Current Situation as of Feb 23, 2022

  • Depopulation was conducted at the premises.
  • The 10-kilometer surveillance zone continues around each affected premises.
  • Backyard and commercial operators are advised to keep birds indoors to prevent the spread of HPAI.


According to the USDA, all bird owners, whether commercial producers or backyard enthusiasts, should:

  • Practice protective security measures to help prevent disease
  • Prevent contact between their birds and wild birds, and
  • Report sick birds or unusual bird deaths to State/Federal officials, either through your state veterinarian or through USDA's toll-free number at 1-866-536-7593.

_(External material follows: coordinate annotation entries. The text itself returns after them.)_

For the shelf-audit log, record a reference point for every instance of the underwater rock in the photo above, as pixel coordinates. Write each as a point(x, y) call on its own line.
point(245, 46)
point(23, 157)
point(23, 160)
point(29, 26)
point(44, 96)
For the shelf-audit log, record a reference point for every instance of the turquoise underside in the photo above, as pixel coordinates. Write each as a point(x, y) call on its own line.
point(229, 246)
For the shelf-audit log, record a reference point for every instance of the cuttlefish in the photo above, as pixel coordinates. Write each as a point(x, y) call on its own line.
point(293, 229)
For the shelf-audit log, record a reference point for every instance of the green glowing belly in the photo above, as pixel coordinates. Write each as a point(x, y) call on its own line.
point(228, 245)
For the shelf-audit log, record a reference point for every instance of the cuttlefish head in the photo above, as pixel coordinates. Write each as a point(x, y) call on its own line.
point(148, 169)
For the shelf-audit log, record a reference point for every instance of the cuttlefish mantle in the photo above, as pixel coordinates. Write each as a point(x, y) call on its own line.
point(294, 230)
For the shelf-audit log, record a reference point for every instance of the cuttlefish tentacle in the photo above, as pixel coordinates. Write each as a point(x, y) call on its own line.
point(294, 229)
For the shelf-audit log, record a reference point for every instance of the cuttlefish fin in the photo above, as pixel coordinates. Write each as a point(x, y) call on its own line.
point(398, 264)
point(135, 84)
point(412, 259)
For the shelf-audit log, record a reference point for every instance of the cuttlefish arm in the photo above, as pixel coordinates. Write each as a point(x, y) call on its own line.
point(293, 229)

Resources for backyard and commercial poultry producers:

DACF's Animal Health team is also working closely with the Maine Center for Disease Control and Prevention (Maine CDC). Though this strain of avian influenza has not been detected in humans in the United States, Maine CDC is monitoring the health and wellbeing of Animal Health staff and flock owners who were exposed out of an abundance of caution. Signs and symptoms of bird flu infections in people can include fever (temperature of 100F or greater) or feeling feverish, cough, sore throat, runny or stuffy nose, muscle or body aches, fatigue, headaches, eye redness (or conjunctivitis), and difficulty breathing. Other possible symptoms are diarrhea, nausea, and vomiting. As with seasonal flu, some people are at high risk of getting very sick from bird flu infections, including pregnant women, people with weakened immune systems, and people 65 and older. The U.S. CDC provides information on avian flu transmission at this link. The Maine CDC's Health and Environmental Testing Laboratory is prepared to process samples and quickly provide results for anyone potentially exposed to the virus.